Now, how is this different from Tableau Data Stories and Tableau Pulse? While these features focus on generating a list of data facts or metrics-based insights, DataTales aims at helping people write full article-style narratives while embedding external context (i.e., "human knowledge") that is pertinent to the data.
So, how well does this tool work?
We wanted to understand if data communicators found value in this approach, and how the "DataTales way" of creating stories may support or hinder their authoring practices. We thus invited 20 data professionals, including content writers, project managers, Tableau visionaries, and Tableau customers, to try out DataTales and provide feedback. Eleven of them also used DataTales in the context of a data story authoring task, giving us a concrete understanding of how DataTales may fit into authoring workflows.

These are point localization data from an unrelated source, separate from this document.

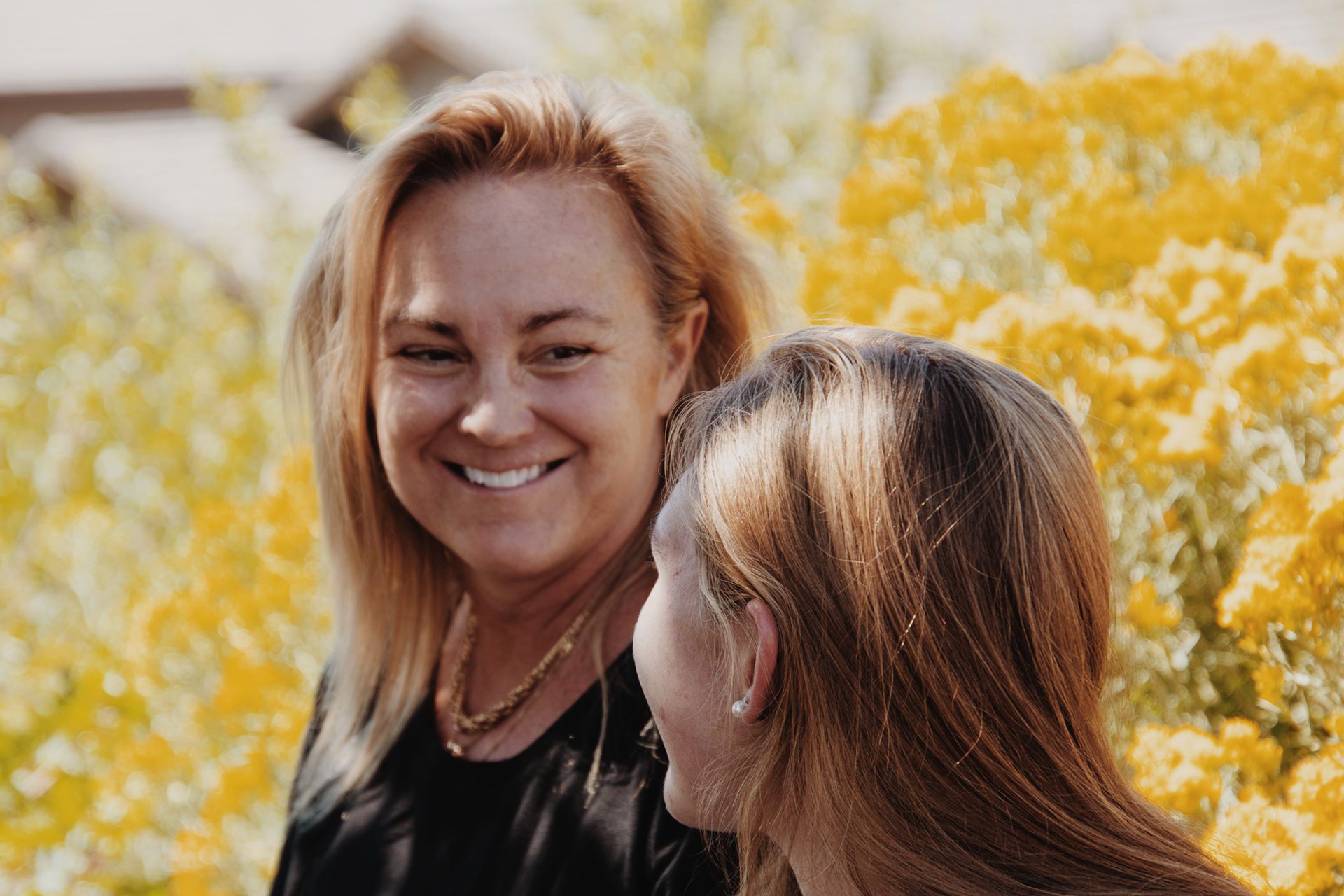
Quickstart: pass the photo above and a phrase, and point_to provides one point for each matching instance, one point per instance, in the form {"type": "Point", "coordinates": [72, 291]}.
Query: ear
{"type": "Point", "coordinates": [762, 664]}
{"type": "Point", "coordinates": [682, 343]}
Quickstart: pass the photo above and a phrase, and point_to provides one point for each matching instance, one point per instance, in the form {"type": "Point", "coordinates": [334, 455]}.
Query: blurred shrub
{"type": "Point", "coordinates": [1159, 245]}
{"type": "Point", "coordinates": [159, 629]}
{"type": "Point", "coordinates": [1161, 248]}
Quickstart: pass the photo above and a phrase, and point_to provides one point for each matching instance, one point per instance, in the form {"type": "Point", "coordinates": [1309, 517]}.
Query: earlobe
{"type": "Point", "coordinates": [764, 663]}
{"type": "Point", "coordinates": [683, 344]}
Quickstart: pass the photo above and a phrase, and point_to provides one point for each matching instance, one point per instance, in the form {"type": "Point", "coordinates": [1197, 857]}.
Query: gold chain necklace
{"type": "Point", "coordinates": [487, 719]}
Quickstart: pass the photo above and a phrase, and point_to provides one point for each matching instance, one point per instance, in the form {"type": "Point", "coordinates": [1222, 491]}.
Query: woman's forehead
{"type": "Point", "coordinates": [524, 248]}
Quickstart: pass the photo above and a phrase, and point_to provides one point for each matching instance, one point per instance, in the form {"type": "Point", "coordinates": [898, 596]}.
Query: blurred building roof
{"type": "Point", "coordinates": [220, 187]}
{"type": "Point", "coordinates": [97, 97]}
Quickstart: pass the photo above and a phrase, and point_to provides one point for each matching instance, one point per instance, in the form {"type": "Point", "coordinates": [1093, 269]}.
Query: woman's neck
{"type": "Point", "coordinates": [522, 617]}
{"type": "Point", "coordinates": [816, 864]}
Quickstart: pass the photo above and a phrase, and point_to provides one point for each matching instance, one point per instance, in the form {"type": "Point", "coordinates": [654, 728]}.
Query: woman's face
{"type": "Point", "coordinates": [682, 671]}
{"type": "Point", "coordinates": [522, 381]}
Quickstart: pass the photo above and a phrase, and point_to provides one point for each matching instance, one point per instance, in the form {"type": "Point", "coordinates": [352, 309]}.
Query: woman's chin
{"type": "Point", "coordinates": [691, 812]}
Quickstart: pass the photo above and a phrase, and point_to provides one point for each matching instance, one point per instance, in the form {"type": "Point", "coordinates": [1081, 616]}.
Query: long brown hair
{"type": "Point", "coordinates": [394, 584]}
{"type": "Point", "coordinates": [927, 531]}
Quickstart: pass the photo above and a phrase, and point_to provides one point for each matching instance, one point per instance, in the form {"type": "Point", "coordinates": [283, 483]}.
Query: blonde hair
{"type": "Point", "coordinates": [393, 583]}
{"type": "Point", "coordinates": [927, 531]}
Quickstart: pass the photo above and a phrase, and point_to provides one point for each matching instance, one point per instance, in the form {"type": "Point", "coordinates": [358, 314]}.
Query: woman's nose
{"type": "Point", "coordinates": [499, 413]}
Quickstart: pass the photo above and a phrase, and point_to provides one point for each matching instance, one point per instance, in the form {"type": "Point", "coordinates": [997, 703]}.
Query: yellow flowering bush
{"type": "Point", "coordinates": [1159, 245]}
{"type": "Point", "coordinates": [159, 626]}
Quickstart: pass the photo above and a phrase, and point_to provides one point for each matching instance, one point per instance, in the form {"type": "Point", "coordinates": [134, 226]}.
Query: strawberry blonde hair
{"type": "Point", "coordinates": [927, 531]}
{"type": "Point", "coordinates": [394, 584]}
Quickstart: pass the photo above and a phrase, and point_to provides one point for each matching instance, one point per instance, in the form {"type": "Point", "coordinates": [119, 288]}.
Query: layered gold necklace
{"type": "Point", "coordinates": [483, 722]}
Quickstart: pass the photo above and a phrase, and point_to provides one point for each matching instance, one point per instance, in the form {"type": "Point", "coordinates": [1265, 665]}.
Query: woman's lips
{"type": "Point", "coordinates": [504, 479]}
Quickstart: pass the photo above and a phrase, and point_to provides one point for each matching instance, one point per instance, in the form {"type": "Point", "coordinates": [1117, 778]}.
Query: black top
{"type": "Point", "coordinates": [432, 824]}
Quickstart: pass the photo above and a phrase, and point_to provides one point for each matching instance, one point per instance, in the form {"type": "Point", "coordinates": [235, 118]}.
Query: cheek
{"type": "Point", "coordinates": [406, 412]}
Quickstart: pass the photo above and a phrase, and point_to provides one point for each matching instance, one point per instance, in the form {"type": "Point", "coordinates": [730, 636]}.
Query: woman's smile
{"type": "Point", "coordinates": [507, 480]}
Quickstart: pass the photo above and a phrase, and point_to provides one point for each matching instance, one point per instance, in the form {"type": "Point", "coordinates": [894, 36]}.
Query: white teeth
{"type": "Point", "coordinates": [505, 480]}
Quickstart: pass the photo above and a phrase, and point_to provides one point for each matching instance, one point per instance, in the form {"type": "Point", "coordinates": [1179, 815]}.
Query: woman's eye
{"type": "Point", "coordinates": [566, 352]}
{"type": "Point", "coordinates": [430, 355]}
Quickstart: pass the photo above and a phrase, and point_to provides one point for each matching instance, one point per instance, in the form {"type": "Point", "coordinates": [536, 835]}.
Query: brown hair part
{"type": "Point", "coordinates": [927, 531]}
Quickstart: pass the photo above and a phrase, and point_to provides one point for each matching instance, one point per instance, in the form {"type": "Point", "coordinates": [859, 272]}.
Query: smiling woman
{"type": "Point", "coordinates": [492, 331]}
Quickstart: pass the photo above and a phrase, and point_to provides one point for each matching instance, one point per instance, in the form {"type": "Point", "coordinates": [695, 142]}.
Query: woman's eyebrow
{"type": "Point", "coordinates": [406, 317]}
{"type": "Point", "coordinates": [546, 318]}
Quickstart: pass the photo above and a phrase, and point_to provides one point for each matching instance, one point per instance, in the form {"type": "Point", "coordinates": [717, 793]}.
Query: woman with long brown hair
{"type": "Point", "coordinates": [879, 636]}
{"type": "Point", "coordinates": [491, 332]}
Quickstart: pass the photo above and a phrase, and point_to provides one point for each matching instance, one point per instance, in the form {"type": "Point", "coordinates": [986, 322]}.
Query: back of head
{"type": "Point", "coordinates": [394, 584]}
{"type": "Point", "coordinates": [927, 532]}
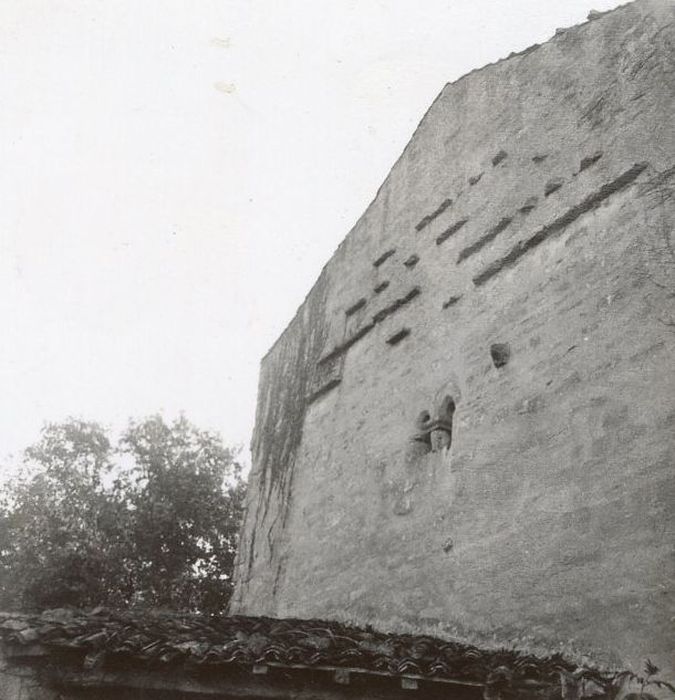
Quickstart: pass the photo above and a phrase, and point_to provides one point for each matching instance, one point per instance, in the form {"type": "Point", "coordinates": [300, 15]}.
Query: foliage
{"type": "Point", "coordinates": [152, 521]}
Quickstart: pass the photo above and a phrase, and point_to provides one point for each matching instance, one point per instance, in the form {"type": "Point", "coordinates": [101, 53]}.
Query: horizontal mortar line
{"type": "Point", "coordinates": [377, 318]}
{"type": "Point", "coordinates": [503, 224]}
{"type": "Point", "coordinates": [570, 216]}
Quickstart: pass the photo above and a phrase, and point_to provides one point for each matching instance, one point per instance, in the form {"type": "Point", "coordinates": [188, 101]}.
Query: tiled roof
{"type": "Point", "coordinates": [155, 640]}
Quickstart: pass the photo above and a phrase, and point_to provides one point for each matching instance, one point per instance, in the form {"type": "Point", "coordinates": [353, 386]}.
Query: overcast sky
{"type": "Point", "coordinates": [175, 173]}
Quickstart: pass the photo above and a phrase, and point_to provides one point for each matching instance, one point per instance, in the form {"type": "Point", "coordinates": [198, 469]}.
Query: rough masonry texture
{"type": "Point", "coordinates": [537, 201]}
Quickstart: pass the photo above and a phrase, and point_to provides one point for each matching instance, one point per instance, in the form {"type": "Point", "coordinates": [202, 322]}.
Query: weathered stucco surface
{"type": "Point", "coordinates": [538, 195]}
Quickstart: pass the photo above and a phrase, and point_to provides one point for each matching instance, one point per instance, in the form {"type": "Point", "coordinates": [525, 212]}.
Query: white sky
{"type": "Point", "coordinates": [175, 173]}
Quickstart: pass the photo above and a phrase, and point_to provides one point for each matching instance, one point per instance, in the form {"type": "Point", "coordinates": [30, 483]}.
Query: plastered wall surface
{"type": "Point", "coordinates": [534, 209]}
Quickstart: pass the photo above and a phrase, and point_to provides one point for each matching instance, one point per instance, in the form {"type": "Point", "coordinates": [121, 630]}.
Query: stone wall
{"type": "Point", "coordinates": [518, 259]}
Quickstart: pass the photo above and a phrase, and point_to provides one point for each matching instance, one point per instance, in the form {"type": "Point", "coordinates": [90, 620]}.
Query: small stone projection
{"type": "Point", "coordinates": [451, 301]}
{"type": "Point", "coordinates": [433, 427]}
{"type": "Point", "coordinates": [399, 336]}
{"type": "Point", "coordinates": [412, 261]}
{"type": "Point", "coordinates": [499, 158]}
{"type": "Point", "coordinates": [589, 160]}
{"type": "Point", "coordinates": [500, 354]}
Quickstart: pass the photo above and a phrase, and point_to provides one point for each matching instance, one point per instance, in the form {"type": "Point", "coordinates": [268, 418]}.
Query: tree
{"type": "Point", "coordinates": [152, 521]}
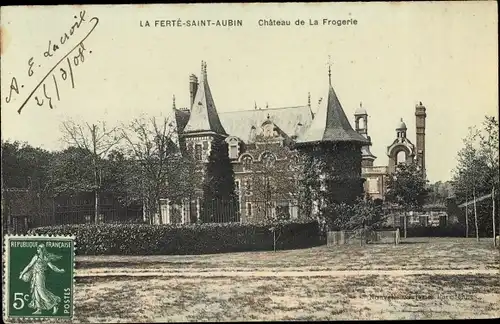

Despite the early proof-of-concept state of the tool, feedback was very positive and suggests DataTales may help data communicators in multiple stages of the authoring process. While very few generated stories were used as-is, they provided ideas and starting points to help authors kickstart their own stories and overcome writer's block. Many folks we interviewed reported on the communication burden they faced in their organizations, with different stakeholders wanting different perspectives from the same set of dashboards which demanded personalized feedback and support. Communicators believed a tool like DataTales could help them significantly expedite the more routine data communication work that takes up so much of their time.
A surprising, unintended benefit of the tool was that it actually encouraged authors to reflect more deeply about their data. The addition of external historical and cultural context and other higher-level insights into the stories provided new framings that authors did not consider in their initial analysis. The chart annotation mechanics played an important role here, as their ease of use made it possible for authors to generate multiple story versions at a time. In a way, DataTales supported not only data story authoring but also data exploration and analysis, by nudging authors to go back to their data and consider additional insights.
What's next?
DataTales showcased a promising example of how large language models can be incorporated into authoring workflows in an intuitive way. However, we are still left with many open challenges on the overall impact of using generative AI technologies in everyday tasks. Important questions such as how to mitigate bias from generated content to seep into author's stories, and how to empower authors with greater critical thinking and data literacy skills to better guard against auto generated misinformation are challenging but essential problems to consider.